Clare Vanderpool won a Newbery Award for her first novel, MOON OVER MANIFEST, which is based on a real southeastern Kansas town where her maternal grandparents lived. The book was the first debut novel in more than 30 years to win a Newbery--sort of an amazing thing.

"The book coming out in the first place was the culmination of many years of trial and error for me," Clare said. "For me, that was the be-all and end-all."

She started writing in 1994, when her first child (of four!) was born. She was staying home with them. "Back then I had no gray hair or wrinkles and I could still fit into my pre-pregnancy jeans if I'd had a bad case of stomach flu, really held in my breath and didn't button the top button."

She was perpetually exhausted from parenting. Her best writing times happened a long stoplights and while stirring pots of macaroni and cheese, or even back-to-back episodes of "Sesame Street."

"If you're not scratching out writing time minute by minute, I don't think it should count."

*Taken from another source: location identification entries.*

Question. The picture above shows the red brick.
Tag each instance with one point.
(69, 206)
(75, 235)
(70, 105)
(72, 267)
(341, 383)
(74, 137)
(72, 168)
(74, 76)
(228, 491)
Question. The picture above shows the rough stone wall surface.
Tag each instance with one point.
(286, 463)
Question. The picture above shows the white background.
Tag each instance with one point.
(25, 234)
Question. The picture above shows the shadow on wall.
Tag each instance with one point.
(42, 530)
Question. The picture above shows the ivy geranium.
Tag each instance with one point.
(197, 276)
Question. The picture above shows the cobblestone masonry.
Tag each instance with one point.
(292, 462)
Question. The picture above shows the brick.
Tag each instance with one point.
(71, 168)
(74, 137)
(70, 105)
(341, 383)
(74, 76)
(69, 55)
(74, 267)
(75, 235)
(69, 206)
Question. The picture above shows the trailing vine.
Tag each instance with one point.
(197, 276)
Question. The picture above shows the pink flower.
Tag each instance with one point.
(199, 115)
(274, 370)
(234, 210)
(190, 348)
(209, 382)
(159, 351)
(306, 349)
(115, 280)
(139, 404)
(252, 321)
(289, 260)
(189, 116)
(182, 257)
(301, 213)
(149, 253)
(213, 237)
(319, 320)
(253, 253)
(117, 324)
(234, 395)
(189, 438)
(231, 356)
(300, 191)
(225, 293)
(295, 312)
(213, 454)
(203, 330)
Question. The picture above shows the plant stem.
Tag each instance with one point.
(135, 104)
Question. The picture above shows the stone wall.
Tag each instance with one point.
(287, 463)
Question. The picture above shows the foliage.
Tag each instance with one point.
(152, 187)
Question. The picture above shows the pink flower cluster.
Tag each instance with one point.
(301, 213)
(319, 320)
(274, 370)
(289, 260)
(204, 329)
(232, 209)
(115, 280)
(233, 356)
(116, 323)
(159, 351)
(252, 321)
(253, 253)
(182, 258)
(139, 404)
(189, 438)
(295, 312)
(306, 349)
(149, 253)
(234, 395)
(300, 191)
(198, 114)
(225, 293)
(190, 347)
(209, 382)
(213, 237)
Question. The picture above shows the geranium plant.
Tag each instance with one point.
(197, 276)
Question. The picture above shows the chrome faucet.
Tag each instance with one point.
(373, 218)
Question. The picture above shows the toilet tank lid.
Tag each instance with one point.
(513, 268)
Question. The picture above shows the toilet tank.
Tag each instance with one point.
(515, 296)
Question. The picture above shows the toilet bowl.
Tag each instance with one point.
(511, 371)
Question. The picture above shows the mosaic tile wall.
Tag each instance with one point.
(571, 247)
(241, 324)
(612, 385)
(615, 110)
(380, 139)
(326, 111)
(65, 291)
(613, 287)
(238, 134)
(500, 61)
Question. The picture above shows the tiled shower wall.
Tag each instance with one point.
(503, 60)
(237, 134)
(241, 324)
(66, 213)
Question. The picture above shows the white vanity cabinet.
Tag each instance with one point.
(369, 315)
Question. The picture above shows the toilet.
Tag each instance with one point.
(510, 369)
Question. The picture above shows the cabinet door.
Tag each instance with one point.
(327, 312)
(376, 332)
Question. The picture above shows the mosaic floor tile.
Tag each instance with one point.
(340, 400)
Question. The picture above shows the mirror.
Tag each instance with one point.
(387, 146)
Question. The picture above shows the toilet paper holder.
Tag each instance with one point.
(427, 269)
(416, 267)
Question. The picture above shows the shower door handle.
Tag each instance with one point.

Back then, she had a finished manuscript and a pile of rejection letters. Now, though, her kids are noisy teenagers, and she showed us a video of what her writing life is like--not exactly a picture of serenity, even if it's one of charm. And she has a published book, another on the way, and a Newbery on the shelf.

What has changed in the interim? She'll be forever associated with books she's loved. But what hasn't changed--the hubbub of family life.

Her kids and her characters both clamor for attention, and she finds herself in "the crossroads between life and art."

"I've learned there are these things called laurels and you can't rest on them."

Winning a Newbery "is a bit like having a baby ... if you didn't know you were pregnant."

She wrote for sixteen years before she was published, and she practiced voice, plot, character, conflict, pace, tempo, rhythm, layering, foreshadow, language.

"You really do have to put in the miles with blood, sweat, and tears," she said. "You're really not going to learn it until you try it."

Feedback was an important step, too. "Sometimes you think something's wonderful, and it's not. Sometimes you think something's horrible, and it's not."

Reading advice from other writers has been a factor. Flannery O'Connor's MYSTERY AND MANNERS is her favorite guide.

Eventually, she felt confident enough with craft to venture down the road of creativity. "For me, the closest thing I can compare it to is seeing something for the first time that happens in my story that I didn't have a part of."

"The sweet spot is the crossroads where craft and creativity meet," she says. "Those roads of craft and creativity can take us on great adventures, but we can also get a little lost if we don't know what we're about."